Bi-encoder retrieval (query and document encoded separately) trades precision for speed. For your top-20 candidates, a cross-encoder processes the query and each document jointly, producing far more accurate relevance scores — at a cost acceptable for a small candidate set.

Options:

  • Cohere Rerank API — hosted, production-grade, single API call
  • BAAI/bge-reranker-large — open-source, runs locally
# Option A: Cohere Rerank (hosted)
import cohere
co = cohere.Client("YOUR_API_KEY")

candidate_texts = [chunks[int(i)] for i in top_candidates]
reranked = co.rerank(
    model="rerank-english-v3.0",
    query=query,
    documents=candidate_texts,
    top_n=5
)
final_results = [candidate_texts[r.index] for r in reranked.results]
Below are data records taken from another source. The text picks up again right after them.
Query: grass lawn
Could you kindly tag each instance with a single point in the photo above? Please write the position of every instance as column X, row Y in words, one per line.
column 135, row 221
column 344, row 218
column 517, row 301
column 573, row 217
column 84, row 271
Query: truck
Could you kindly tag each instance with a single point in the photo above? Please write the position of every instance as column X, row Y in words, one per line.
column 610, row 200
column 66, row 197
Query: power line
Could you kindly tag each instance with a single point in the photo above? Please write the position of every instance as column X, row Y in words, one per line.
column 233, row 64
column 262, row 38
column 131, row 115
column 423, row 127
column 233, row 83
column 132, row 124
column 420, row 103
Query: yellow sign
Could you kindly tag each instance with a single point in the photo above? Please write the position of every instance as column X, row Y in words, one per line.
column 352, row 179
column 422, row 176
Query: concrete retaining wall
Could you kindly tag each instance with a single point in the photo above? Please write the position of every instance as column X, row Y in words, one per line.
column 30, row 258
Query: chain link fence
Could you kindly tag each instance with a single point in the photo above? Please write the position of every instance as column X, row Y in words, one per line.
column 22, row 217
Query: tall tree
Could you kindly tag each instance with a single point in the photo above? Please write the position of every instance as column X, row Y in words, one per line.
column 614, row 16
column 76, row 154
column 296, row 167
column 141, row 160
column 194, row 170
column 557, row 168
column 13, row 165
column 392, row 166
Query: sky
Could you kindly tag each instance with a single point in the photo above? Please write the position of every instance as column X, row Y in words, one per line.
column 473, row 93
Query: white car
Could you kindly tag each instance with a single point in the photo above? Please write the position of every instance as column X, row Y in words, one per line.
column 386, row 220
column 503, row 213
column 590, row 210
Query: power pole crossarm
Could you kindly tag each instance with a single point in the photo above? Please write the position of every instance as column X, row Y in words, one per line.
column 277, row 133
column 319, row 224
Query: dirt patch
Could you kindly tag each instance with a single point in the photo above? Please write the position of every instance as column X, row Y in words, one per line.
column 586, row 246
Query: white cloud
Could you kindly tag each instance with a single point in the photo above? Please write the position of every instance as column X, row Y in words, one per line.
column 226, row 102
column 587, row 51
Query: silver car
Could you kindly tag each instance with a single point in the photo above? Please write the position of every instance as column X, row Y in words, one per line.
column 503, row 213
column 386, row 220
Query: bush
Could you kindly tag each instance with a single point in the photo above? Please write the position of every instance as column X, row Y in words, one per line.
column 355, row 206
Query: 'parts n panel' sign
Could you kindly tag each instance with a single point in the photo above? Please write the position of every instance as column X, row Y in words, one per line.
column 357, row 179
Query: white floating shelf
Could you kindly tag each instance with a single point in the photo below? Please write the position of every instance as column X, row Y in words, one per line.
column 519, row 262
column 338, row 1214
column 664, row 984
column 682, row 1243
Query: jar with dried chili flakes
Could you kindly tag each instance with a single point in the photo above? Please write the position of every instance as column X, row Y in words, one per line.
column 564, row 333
# Option B: BGE Reranker (local)
from sentence_transformers import CrossEncoder
reranker = CrossEncoder("BAAI/bge-reranker-large")
scores = reranker.predict([(query, t) for t in candidate_texts])
final_results = [t for _, t in sorted(zip(scores, candidate_texts), reverse=True)][:5]


6. Wrapping It in FastAPI

Tie everything together in a deployable API:

from fastapi import FastAPI
from pydantic import BaseModel

app = FastAPI()

class SearchRequest(BaseModel):
    query: str
    top_k: int = 5

@app.post("/search")
def search(req: SearchRequest):
    query_vec = model.encode([req.query], normalize_embeddings=True)[0]
    dense_hits = [str(r.id) for r in client.search("docs", query_vec, limit=20)]
    bm25_hits = [str(i) for i in bm25.get_scores(req.query.lower().split()).argsort()[::-1][:20]]
    fused = reciprocal_rank_fusion([dense_hits, bm25_hits])[:20]
    candidates = [chunks[int(i)] for i in fused]
    scores = reranker.predict([(req.query, c) for c in candidates])
    ranked = sorted(zip(scores, candidates), reverse=True)[:req.top_k]
    return {"results": [text for _, text in ranked]}

Run with uvicorn app:app --reload and test at http://localhost:8000/docs.


Production Checklist

Before going live, verify:

  • Embedding model pinned — embedding model updates break index compatibility; version-lock your model.
  • Async upserts — batch index updates off the request path using a queue (Celery, ARQ).
  • Metadata filtering first — apply Qdrant filters before ANN to shrink the search space.
  • Monitor latency per stage — retrieval, re-rank, and total P95; set alerts on each.
  • Cache hot queries — Redis TTL cache on (query_hash, filters) cuts repeat latency to milliseconds.

Summary

You now have a complete semantic search pipeline:

  • Chunk documents with recursive splitting
  • Embed with bge-large or text-embedding-3-large
  • Index into Qdrant with rich metadata payloads
  • Retrieve with hybrid BM25 + dense via RRF
  • Re-rank top candidates with a cross-encoder
  • Serve via FastAPI
  • This architecture handles the full spectrum from exact keyword hits to deep semantic matches — giving your users results that feel genuinely intelligent rather than just lexically lucky.